NOTES ON A WOMAN'S ACCOUNT OF HER HUSBAND'S CASE (AS REPORTED) TO PSP ASSOCIATION)

  14.  In 2000 her husband, then aged 72, was diagnosed with Parkinson's disease (PD). In 2003, after many often horrific falls, usually backwards and with other PSP type symptoms, her husband took an overdose to commit suicide as he had had enough. He was admitted as a PD patient to a local hospital and remained there for nine months. His wife wanted to nurse him at home, but Social Services, she said, were unhelpful and pressured her into accepting that he should be transferred into a Care Home.

  15.  He suffered there, because his symptoms (typical of PSP); rigidity, staring eyes, falls, difficulty in swallowing etc were not symptoms with which they were familiar. His condition worsened. He did not want to be tube fed. His wife took him home.
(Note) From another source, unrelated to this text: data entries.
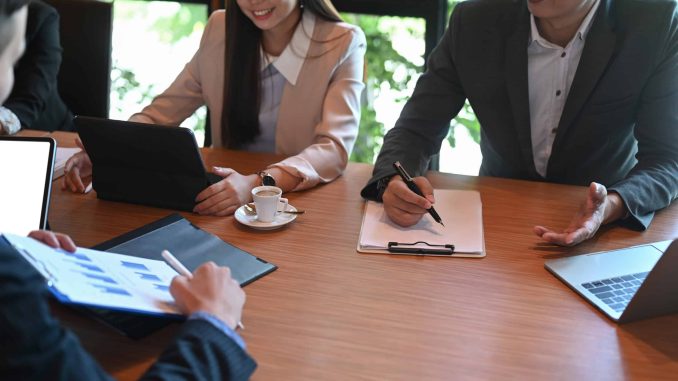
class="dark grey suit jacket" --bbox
[0,235,256,381]
[362,0,678,229]
[3,1,74,131]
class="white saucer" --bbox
[234,205,297,230]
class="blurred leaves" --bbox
[342,0,480,163]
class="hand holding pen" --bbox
[162,250,245,329]
[382,162,444,226]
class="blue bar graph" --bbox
[73,262,104,273]
[92,284,132,296]
[71,253,92,262]
[135,271,162,281]
[121,261,149,271]
[82,272,118,284]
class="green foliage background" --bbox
[111,0,480,163]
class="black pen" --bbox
[393,161,445,226]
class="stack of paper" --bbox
[358,189,485,257]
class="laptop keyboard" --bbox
[582,272,649,312]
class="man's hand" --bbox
[193,167,260,216]
[61,138,92,193]
[534,183,624,246]
[28,230,76,252]
[170,262,245,329]
[382,176,435,227]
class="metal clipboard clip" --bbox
[388,241,454,255]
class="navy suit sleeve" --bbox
[142,319,257,381]
[610,2,678,229]
[0,236,256,381]
[4,2,68,130]
[361,3,466,200]
[0,236,111,380]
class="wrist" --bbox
[603,192,626,224]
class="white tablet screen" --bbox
[0,138,55,235]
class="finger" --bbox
[55,233,77,252]
[64,167,85,193]
[532,225,551,237]
[213,205,240,217]
[588,182,607,205]
[195,180,228,202]
[212,167,235,177]
[384,203,424,227]
[384,181,431,212]
[413,176,435,203]
[193,191,235,214]
[170,275,189,312]
[28,230,61,249]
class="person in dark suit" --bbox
[0,1,74,134]
[0,231,256,380]
[361,0,678,245]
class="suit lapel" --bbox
[505,7,537,174]
[551,0,616,156]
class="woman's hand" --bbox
[61,138,92,193]
[193,167,260,216]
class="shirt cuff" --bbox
[0,107,21,135]
[188,311,247,350]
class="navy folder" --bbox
[84,213,277,338]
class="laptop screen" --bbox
[0,137,56,235]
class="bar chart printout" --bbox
[3,234,181,315]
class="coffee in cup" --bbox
[252,185,288,222]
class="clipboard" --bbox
[357,189,485,258]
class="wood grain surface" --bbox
[34,133,678,380]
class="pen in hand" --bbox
[160,250,245,329]
[393,161,445,227]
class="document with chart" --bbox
[358,189,485,258]
[0,234,182,318]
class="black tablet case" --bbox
[74,116,222,212]
[85,213,277,339]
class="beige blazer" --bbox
[130,10,366,190]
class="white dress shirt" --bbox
[527,1,600,177]
[242,12,315,152]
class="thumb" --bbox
[212,167,235,177]
[75,138,85,151]
[588,182,607,205]
[414,176,436,204]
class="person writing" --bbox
[63,0,366,216]
[361,0,678,245]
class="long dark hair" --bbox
[221,0,342,149]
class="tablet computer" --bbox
[75,116,221,211]
[0,136,56,235]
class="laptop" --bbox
[544,239,678,323]
[74,116,222,212]
[0,136,56,235]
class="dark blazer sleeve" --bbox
[141,319,257,381]
[0,236,111,380]
[609,1,678,229]
[4,1,71,130]
[361,8,466,200]
[0,236,256,381]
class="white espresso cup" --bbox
[252,185,288,222]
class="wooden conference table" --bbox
[34,133,678,380]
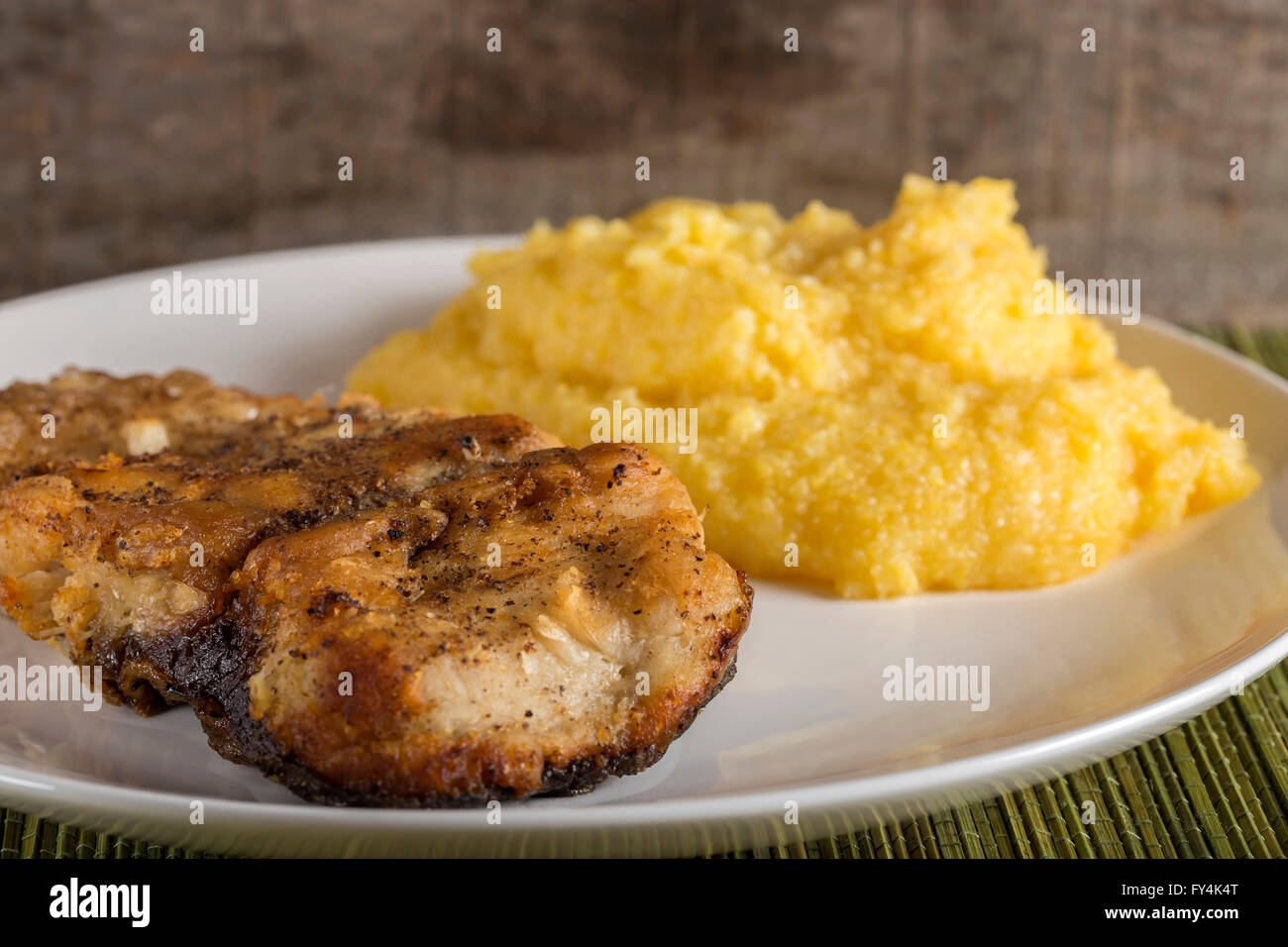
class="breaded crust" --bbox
[0,376,751,805]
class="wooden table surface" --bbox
[0,0,1288,323]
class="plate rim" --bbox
[0,241,1288,850]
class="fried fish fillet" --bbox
[0,368,358,476]
[0,368,751,805]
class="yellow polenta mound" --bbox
[349,176,1257,596]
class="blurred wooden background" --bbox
[0,0,1288,323]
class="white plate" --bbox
[0,239,1288,854]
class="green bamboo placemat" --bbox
[0,327,1288,858]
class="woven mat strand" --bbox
[0,327,1288,858]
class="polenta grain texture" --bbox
[349,176,1257,598]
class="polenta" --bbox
[349,176,1257,598]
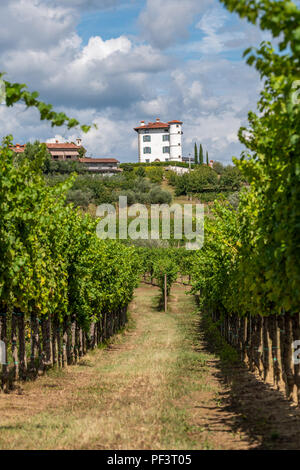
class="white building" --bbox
[134,118,183,163]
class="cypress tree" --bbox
[199,144,204,165]
[194,143,198,165]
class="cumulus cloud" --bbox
[139,0,212,49]
[0,0,260,162]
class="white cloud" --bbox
[139,0,212,49]
[0,0,260,162]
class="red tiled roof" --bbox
[12,142,81,153]
[79,158,120,163]
[134,122,170,131]
[46,142,81,150]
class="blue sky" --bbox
[0,0,268,163]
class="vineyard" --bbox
[0,139,139,391]
[0,0,300,448]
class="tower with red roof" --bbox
[134,118,183,163]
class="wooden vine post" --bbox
[164,274,168,313]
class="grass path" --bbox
[0,285,255,450]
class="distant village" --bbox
[13,118,213,176]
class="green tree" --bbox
[194,142,198,165]
[199,144,204,165]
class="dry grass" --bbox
[0,285,253,450]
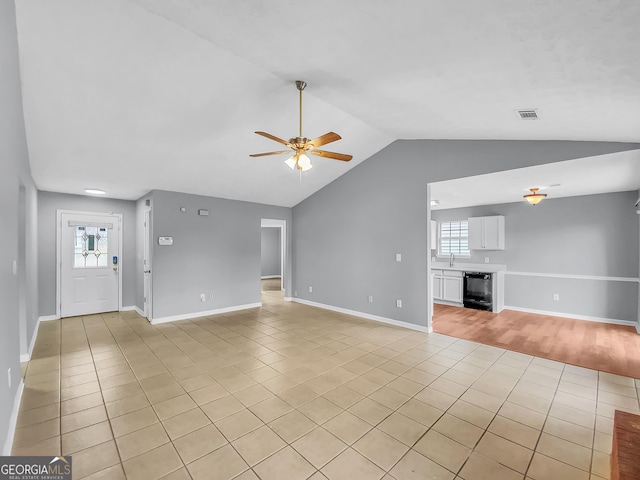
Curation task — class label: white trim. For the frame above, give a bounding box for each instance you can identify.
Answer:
[151,302,262,325]
[2,379,24,457]
[293,298,430,333]
[504,270,640,283]
[504,305,637,326]
[20,317,43,363]
[56,209,124,318]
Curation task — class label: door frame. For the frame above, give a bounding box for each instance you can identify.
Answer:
[260,218,287,294]
[56,209,124,318]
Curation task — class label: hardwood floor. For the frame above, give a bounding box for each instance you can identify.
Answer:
[433,304,640,378]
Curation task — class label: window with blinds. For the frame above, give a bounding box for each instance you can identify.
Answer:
[438,220,469,255]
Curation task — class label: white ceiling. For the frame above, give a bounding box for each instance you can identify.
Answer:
[430,150,640,210]
[16,0,640,206]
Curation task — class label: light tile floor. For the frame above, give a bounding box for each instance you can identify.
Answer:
[13,292,640,480]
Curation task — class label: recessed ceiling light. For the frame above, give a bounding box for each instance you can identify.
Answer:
[516,108,538,120]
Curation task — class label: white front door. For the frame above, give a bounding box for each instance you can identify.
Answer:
[58,213,121,317]
[142,209,152,321]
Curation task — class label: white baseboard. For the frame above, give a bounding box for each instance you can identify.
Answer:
[151,302,262,325]
[292,298,429,333]
[504,305,640,333]
[2,379,24,457]
[120,305,144,317]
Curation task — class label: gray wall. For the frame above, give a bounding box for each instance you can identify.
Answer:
[293,140,640,326]
[151,190,291,319]
[38,192,136,316]
[260,227,282,277]
[431,191,640,321]
[0,1,38,454]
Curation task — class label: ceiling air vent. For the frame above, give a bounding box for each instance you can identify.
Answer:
[516,109,538,120]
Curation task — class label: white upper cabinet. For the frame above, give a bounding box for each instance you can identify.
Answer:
[469,215,505,250]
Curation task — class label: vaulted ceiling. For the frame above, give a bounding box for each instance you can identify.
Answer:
[16,0,640,206]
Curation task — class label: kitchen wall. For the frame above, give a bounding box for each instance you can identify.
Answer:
[260,227,282,277]
[38,192,136,317]
[0,2,38,455]
[293,140,640,327]
[150,190,291,321]
[431,191,640,322]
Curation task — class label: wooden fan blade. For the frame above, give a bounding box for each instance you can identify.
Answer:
[307,132,342,148]
[256,132,293,148]
[308,150,353,162]
[249,150,291,157]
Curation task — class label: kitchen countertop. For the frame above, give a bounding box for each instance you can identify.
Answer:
[431,262,507,273]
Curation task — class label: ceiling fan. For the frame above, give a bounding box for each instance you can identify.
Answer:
[250,80,353,172]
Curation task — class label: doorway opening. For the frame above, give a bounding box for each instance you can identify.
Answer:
[260,218,286,299]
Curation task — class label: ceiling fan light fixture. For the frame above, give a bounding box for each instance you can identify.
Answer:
[523,187,547,207]
[284,155,296,170]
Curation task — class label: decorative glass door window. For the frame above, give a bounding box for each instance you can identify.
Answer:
[73,226,109,268]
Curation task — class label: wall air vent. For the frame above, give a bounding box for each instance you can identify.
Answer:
[516,109,538,120]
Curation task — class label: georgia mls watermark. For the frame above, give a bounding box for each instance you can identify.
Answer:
[0,455,71,480]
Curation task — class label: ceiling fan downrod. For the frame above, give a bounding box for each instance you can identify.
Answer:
[296,80,307,138]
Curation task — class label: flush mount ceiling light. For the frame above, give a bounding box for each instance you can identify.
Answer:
[249,80,353,172]
[523,187,547,207]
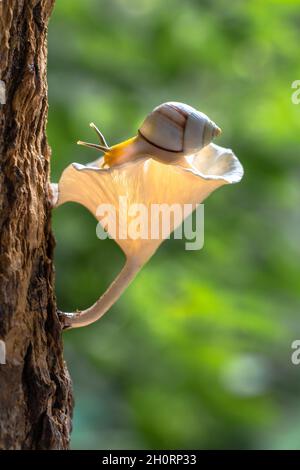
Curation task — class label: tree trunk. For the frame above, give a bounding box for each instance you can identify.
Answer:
[0,0,73,449]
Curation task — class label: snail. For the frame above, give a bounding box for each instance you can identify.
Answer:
[77,101,221,167]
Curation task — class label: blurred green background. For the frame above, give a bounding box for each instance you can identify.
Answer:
[48,0,300,449]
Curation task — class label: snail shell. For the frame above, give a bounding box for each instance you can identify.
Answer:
[138,101,221,155]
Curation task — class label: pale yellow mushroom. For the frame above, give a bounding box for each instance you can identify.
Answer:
[52,141,243,328]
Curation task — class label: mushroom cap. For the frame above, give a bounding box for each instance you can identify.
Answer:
[139,101,221,155]
[58,144,243,263]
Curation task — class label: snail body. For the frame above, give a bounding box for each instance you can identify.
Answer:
[78,102,221,167]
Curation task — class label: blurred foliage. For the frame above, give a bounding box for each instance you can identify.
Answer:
[48,0,300,449]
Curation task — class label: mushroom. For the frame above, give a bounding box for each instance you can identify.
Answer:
[52,103,243,328]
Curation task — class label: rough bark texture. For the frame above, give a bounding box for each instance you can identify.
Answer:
[0,0,72,449]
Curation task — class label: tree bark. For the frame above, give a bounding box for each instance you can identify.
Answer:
[0,0,73,449]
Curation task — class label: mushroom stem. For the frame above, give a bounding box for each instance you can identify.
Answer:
[59,258,144,329]
[90,122,109,150]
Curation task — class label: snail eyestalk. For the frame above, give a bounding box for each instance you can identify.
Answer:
[77,140,109,153]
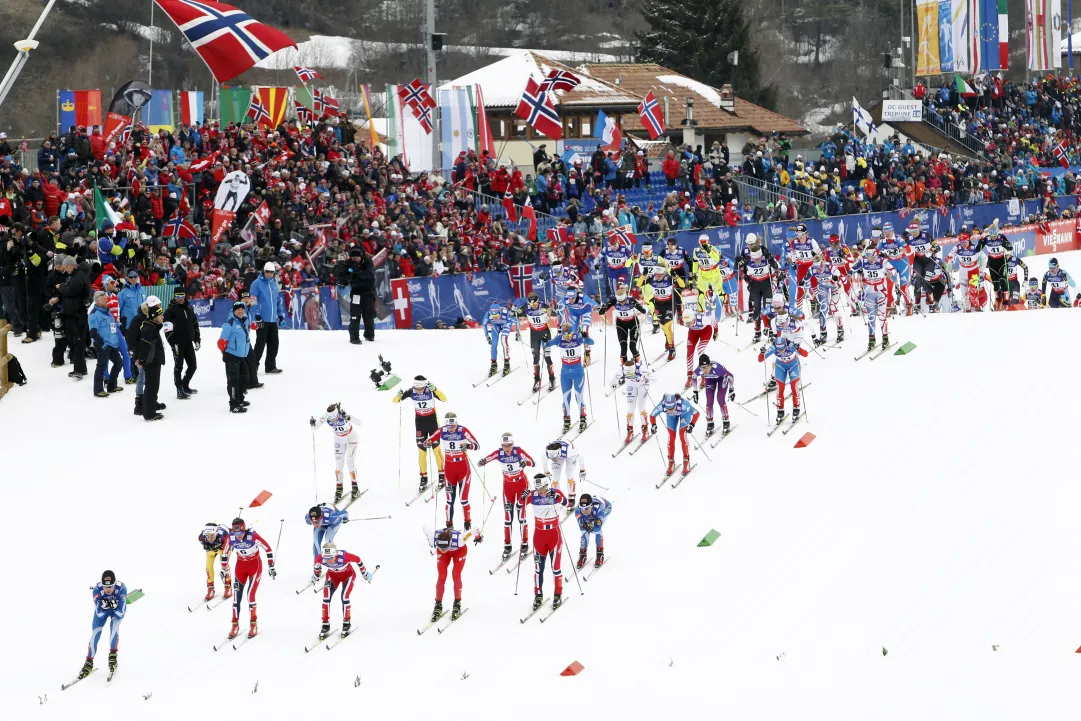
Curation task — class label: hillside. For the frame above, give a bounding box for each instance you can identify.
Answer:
[6,253,1081,721]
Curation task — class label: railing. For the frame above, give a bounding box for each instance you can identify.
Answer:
[0,321,14,398]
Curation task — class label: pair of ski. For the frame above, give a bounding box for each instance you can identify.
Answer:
[765,413,806,437]
[61,668,116,691]
[654,463,698,489]
[416,609,469,636]
[852,343,893,360]
[473,365,519,388]
[559,418,597,441]
[304,626,352,653]
[519,598,569,624]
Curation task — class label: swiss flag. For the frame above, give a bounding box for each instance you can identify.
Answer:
[390,278,413,329]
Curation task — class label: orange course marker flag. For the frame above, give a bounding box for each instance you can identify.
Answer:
[249,491,273,508]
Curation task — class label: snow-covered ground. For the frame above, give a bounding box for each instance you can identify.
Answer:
[256,35,619,70]
[0,253,1081,721]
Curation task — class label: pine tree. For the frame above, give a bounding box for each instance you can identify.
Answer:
[635,0,777,108]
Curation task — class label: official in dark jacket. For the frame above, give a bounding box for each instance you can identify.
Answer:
[338,248,375,345]
[165,290,200,400]
[135,304,165,420]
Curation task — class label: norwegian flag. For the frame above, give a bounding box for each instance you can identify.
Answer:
[638,90,665,141]
[161,212,199,239]
[541,70,582,93]
[154,0,296,82]
[515,78,563,141]
[507,263,533,298]
[413,102,431,135]
[248,93,270,125]
[398,78,436,111]
[544,225,571,243]
[293,65,323,85]
[1052,143,1070,169]
[609,228,638,249]
[293,101,311,125]
[252,200,270,228]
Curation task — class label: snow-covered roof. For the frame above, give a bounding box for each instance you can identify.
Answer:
[256,35,619,70]
[440,50,642,107]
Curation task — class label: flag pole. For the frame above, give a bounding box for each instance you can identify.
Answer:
[146,0,155,88]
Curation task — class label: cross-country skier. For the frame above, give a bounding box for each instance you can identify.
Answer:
[318,543,372,641]
[650,393,699,476]
[574,493,612,569]
[758,335,808,423]
[477,431,536,561]
[308,403,360,503]
[79,571,128,679]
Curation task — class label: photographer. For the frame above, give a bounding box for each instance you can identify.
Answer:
[334,246,375,346]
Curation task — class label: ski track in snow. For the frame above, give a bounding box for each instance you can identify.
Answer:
[0,253,1081,720]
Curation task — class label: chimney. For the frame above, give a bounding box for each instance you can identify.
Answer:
[680,96,698,148]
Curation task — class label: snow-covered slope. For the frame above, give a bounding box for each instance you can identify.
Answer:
[8,254,1081,719]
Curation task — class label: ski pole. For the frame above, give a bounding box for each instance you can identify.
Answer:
[311,428,319,503]
[552,523,586,596]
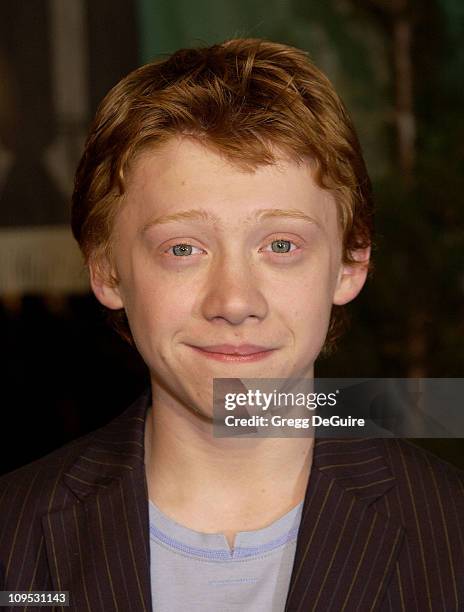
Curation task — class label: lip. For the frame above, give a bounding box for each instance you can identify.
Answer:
[188,344,275,362]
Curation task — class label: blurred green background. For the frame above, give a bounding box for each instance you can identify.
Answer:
[0,0,464,470]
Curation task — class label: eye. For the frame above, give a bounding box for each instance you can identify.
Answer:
[262,238,298,253]
[166,242,201,257]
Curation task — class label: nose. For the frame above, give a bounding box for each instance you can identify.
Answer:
[202,257,268,325]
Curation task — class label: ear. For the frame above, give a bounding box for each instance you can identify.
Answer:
[333,247,371,306]
[89,258,124,310]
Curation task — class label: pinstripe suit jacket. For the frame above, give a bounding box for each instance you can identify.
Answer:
[0,395,464,612]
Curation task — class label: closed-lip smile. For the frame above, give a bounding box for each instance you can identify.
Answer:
[188,344,275,361]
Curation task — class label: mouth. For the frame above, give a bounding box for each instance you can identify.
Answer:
[187,344,276,363]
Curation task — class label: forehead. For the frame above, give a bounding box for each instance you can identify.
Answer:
[123,137,338,231]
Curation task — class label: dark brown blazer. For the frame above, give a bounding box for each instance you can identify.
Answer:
[0,395,464,612]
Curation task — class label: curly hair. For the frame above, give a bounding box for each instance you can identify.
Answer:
[71,39,373,352]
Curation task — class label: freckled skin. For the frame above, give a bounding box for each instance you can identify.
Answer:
[89,138,363,415]
[90,138,368,546]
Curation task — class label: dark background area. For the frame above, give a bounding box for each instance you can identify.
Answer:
[0,0,464,472]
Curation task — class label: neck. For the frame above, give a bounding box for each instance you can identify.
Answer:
[145,387,314,530]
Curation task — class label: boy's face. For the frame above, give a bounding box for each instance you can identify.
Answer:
[91,138,368,415]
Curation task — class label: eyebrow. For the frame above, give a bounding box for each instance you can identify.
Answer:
[142,208,320,232]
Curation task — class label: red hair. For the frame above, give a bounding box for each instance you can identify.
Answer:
[72,39,373,347]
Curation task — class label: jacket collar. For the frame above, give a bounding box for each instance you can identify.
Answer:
[42,392,403,612]
[285,439,403,612]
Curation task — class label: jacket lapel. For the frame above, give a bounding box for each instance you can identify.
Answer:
[285,439,403,612]
[42,394,151,612]
[42,393,403,612]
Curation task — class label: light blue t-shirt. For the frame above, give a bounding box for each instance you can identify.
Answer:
[149,501,303,612]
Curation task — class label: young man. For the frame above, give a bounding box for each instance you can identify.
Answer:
[0,40,464,612]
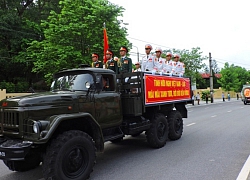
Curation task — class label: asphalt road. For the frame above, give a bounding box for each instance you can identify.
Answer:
[0,100,250,180]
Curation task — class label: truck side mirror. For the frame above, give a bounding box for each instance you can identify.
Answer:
[96,75,102,92]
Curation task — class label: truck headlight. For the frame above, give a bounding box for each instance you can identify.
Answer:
[33,121,49,133]
[33,122,40,133]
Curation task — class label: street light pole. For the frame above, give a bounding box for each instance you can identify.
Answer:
[132,45,139,62]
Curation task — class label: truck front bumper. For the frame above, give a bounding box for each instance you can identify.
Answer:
[0,137,32,161]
  16.  A short while later, when he had recovered a bit, he cut his wrists in another attempt to "end it" and was then readmitted to the hospital. He was seen by the Registrar there who suspected he had PSP and not PD. He was then taken to a hospital with more neurological expertise and examined by a neurologist, who put on his notes that he also felt the man had PSP; but referred him to an eminent neurologist (who is about to retire) to make a deciding diagnosis (not yet made).

  17.  Meanwhile, the original hospital assessed him and turned him down for Continuing Care and wishes to discharge him back home or into care. The wife is appealing against this decision, because she felt the criteria were not interpreted fairly (they still have not confirmed that he has PSP, although all the evidence points to this). The fact that the hospital is some one million pounds overspent, makes her feel that he will be rejected on appeal, although there are the strongest grounds of complex neurological need.